1788 Illustration of Mendoza’s match with Richard Humphreys

Jew of the Week: Shaul Ladany

The Ultimate Survivor

Shaul Ladany

Shaul Ladany

Shaul Paul Ladany (b. 1936) was born in Belgrade, Yugoslavia. When he was 5, the Nazis bombed his hometown and his family fled to Hungary. A few years later, with nowhere else to turn, his parents hid him in a monastery. The plan failed and the whole family was caught and sent to the Bergen-Belsen concentration camp where they spent six months. Many of them died there, but Ladany and his parents were lucky to be saved by a group of American Jews who ransomed out 2000 prisoners. In 1948, the family made aliyah to Israel. There, Ladany earned a Master’s in Engineering from Technion.
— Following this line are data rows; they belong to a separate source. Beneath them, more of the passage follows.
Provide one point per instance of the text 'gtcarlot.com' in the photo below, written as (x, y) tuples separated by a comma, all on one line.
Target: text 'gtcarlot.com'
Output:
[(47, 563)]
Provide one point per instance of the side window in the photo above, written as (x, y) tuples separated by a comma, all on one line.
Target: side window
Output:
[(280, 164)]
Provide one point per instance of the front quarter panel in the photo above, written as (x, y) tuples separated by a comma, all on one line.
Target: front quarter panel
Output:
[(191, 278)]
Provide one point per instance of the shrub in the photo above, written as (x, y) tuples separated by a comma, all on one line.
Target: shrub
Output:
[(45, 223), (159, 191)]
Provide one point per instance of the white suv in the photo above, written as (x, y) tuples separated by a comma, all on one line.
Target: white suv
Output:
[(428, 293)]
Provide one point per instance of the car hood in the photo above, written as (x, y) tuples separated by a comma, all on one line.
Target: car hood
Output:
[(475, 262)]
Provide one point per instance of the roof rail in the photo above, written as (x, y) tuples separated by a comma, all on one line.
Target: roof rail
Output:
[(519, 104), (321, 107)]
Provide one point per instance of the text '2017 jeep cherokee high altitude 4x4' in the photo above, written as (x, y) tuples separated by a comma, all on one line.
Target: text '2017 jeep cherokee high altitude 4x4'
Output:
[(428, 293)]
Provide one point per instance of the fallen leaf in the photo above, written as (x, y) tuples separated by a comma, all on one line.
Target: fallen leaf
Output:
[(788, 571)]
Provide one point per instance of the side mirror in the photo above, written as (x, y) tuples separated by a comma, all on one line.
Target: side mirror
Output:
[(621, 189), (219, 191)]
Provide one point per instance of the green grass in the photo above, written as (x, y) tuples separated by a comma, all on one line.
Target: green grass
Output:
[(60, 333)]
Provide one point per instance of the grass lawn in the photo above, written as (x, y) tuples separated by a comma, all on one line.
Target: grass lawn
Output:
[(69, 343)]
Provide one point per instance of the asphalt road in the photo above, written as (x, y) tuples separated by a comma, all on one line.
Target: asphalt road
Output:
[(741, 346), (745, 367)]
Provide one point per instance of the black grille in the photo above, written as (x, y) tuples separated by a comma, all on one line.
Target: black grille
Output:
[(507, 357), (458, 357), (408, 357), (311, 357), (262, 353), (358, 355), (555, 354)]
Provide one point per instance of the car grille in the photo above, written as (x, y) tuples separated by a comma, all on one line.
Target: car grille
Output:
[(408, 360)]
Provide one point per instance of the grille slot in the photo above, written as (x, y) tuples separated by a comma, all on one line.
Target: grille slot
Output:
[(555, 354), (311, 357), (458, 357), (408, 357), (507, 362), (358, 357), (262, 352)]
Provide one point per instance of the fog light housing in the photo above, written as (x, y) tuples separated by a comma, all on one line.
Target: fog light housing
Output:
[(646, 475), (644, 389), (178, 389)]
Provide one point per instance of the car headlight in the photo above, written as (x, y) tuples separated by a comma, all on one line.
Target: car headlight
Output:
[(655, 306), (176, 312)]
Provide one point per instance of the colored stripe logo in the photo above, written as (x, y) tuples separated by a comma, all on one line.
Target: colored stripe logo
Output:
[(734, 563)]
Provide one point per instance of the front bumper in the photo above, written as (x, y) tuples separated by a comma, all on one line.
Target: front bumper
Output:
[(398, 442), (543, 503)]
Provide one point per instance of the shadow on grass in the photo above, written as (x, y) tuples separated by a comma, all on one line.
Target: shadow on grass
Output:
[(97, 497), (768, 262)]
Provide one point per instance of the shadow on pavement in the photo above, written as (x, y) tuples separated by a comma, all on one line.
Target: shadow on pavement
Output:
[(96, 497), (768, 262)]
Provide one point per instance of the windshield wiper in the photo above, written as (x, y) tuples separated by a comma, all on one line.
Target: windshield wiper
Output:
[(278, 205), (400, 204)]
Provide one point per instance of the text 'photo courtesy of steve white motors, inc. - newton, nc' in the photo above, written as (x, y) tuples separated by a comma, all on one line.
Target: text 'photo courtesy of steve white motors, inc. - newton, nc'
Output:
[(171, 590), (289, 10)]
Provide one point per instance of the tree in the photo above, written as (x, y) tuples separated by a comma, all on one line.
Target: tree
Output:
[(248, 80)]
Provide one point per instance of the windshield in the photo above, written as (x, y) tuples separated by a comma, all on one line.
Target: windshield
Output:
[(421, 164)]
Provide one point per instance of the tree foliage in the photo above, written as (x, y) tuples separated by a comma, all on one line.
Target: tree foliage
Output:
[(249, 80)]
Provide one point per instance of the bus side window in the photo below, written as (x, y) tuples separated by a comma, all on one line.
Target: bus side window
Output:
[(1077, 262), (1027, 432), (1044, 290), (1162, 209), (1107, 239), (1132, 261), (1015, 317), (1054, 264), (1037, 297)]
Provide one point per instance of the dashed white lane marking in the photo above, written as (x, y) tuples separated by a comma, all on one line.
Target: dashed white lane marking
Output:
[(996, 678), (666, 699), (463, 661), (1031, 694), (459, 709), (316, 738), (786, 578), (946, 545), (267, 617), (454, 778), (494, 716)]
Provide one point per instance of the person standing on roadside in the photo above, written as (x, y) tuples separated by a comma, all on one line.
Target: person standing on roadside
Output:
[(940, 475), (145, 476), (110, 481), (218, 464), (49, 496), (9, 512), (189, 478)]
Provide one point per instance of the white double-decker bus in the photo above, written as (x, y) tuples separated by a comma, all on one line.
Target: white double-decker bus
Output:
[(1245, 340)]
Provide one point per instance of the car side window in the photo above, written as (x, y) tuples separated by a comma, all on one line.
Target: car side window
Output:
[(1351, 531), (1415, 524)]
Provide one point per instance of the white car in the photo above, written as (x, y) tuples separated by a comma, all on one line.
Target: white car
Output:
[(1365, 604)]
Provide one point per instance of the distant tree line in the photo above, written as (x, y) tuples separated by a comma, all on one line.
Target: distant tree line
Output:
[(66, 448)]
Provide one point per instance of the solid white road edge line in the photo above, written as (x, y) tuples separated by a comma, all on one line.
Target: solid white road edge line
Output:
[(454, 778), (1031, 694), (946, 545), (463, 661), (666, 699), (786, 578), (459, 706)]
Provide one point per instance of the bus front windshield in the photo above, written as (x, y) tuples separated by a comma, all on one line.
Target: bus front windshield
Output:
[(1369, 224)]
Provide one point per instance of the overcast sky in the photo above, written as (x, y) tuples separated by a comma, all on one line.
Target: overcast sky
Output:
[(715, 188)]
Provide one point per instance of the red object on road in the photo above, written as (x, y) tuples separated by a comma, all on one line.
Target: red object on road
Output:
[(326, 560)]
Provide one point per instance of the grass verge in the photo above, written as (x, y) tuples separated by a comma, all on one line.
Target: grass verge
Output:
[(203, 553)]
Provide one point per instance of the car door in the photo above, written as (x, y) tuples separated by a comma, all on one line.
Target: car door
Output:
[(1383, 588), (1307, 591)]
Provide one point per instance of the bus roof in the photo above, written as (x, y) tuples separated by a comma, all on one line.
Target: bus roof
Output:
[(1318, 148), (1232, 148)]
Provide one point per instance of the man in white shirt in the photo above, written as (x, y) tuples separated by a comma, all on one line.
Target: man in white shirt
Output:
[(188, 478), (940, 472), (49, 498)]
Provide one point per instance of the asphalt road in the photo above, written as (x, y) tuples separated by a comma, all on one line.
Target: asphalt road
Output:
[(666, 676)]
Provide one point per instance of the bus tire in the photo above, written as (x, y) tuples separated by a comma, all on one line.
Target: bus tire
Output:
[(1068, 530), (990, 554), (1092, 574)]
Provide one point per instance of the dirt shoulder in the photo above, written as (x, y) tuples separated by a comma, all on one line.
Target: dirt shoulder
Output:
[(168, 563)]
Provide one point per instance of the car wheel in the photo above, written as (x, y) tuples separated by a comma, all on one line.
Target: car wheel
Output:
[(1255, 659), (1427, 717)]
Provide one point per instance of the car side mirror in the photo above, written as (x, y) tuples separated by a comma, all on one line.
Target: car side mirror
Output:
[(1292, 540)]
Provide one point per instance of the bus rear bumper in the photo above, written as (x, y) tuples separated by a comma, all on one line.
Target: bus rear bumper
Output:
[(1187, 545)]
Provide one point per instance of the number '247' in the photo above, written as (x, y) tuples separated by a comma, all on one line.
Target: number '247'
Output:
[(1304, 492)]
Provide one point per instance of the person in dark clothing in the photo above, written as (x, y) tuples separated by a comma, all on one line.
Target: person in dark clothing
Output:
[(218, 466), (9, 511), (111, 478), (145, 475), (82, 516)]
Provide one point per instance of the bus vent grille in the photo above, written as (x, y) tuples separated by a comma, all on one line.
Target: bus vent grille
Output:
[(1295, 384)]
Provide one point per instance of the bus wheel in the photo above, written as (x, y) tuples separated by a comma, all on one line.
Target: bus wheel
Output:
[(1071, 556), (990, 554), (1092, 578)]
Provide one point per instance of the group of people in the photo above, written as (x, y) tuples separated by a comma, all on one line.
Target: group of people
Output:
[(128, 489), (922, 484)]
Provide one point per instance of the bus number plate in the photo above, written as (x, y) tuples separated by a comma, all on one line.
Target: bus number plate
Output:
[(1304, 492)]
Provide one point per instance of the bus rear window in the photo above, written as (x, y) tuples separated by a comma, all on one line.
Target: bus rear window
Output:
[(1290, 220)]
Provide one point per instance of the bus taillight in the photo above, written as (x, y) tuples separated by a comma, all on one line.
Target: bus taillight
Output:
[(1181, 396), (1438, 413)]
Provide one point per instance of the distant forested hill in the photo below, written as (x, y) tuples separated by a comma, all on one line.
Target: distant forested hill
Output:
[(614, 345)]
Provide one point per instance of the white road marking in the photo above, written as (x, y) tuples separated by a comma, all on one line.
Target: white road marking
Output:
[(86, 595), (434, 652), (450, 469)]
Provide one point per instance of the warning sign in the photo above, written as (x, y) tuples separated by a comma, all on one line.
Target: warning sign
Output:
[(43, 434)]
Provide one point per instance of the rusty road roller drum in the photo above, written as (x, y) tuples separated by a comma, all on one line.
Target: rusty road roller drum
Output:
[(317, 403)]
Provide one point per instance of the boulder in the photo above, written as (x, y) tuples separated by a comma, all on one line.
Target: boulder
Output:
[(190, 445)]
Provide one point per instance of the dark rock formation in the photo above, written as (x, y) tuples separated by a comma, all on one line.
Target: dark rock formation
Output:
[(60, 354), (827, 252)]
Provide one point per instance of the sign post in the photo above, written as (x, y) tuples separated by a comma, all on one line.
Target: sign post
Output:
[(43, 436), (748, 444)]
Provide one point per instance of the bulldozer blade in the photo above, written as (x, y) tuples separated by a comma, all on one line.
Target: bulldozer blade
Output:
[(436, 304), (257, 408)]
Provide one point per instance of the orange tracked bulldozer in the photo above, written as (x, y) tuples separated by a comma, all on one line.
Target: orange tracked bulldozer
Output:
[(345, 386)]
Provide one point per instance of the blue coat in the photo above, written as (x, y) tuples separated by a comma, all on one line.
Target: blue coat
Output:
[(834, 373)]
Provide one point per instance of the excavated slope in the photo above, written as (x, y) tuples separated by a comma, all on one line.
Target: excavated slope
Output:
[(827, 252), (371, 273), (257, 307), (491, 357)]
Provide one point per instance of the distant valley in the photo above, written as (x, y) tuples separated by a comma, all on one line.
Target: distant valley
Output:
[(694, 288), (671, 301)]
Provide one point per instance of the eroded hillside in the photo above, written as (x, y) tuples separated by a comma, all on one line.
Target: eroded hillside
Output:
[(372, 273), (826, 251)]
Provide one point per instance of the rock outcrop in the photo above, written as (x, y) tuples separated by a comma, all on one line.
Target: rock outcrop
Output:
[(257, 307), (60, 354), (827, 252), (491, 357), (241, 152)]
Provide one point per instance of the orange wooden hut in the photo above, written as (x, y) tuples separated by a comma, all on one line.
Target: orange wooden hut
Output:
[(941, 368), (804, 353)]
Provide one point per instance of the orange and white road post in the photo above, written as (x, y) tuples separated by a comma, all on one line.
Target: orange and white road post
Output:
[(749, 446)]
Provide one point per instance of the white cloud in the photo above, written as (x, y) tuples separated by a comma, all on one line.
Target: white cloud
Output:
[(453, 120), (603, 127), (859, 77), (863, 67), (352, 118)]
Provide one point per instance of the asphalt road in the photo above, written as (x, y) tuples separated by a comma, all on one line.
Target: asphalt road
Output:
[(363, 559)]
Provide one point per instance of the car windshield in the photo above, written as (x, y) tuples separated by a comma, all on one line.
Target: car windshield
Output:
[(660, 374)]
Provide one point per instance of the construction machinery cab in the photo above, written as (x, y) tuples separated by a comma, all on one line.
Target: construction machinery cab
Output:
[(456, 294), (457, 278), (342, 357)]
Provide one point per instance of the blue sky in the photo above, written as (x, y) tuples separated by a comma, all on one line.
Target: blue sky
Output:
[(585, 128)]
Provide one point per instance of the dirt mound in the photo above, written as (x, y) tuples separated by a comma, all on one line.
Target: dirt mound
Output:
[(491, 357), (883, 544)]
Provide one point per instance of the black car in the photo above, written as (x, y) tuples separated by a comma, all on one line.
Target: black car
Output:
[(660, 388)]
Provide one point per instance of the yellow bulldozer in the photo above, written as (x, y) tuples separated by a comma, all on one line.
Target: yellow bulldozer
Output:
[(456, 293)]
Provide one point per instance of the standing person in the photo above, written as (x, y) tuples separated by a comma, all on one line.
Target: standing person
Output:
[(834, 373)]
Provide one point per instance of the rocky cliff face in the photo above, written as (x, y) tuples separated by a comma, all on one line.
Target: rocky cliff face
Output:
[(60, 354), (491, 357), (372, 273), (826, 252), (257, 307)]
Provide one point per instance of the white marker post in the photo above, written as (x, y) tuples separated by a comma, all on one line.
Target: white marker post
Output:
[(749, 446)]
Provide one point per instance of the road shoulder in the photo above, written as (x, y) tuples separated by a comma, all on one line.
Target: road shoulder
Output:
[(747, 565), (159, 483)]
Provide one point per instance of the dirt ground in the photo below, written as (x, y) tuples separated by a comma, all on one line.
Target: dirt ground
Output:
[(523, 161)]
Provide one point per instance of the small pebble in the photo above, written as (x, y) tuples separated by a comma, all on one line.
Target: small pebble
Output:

He later got a Ph.D from Columbia University. During his studies, Ladany trained himself to become a marathon runner, then switched to race-walking. He would go on to win 38 national titles globally, and set a new world record that stills stands to this day (50 miles in under 7 and a half hours). He participated in his second Olympic games in Munich in 1972, wanting to make a statement as a Holocaust survivor competing in Germany. The night after his race, Palestinian terrorists broke into the Israeli quarters. Ladany managed to escape by jumping out of his window, and rushed to notify the authorities of the attack. Sadly, 11 of the 16 Israelis were killed. Ladany went back to race-walking soon after, winning a gold medal at the World Championships the same year, then breaking more records, and becoming the first person to ever win both the American Open and American Masters championships. Despite his age, Ladany continues to compete, setting another record in 2006 as the first 70 year-old to walk 100 miles in under 24 hours. He recently swam across the Sea of Galilee, and did a 300 km walk across Europe. It is estimated that he has walked over half a million miles over his life. On top of this, Ladany was a professor of industrial engineering for over 30 years, publishing over 120 scholarly books and articles (in addition to an autobiography), and has lectured in universities around the world. He holds eight patents, speaks nine languages, and has been inducted into the International Jewish Sports Hall of Fame. Unbelievably, he has also defeated both skin cancer and lymphoma – no wonder that he has been nicknamed “the Ultimate Survivor”. He still walks at least 15 kilometers every day.

Words of the Week

A person should have two pockets in his coat. One should contain the Talmudic saying: “For my sake was the world created.” In the second pocket he should keep the Torah verse: “I am but dust and ashes.”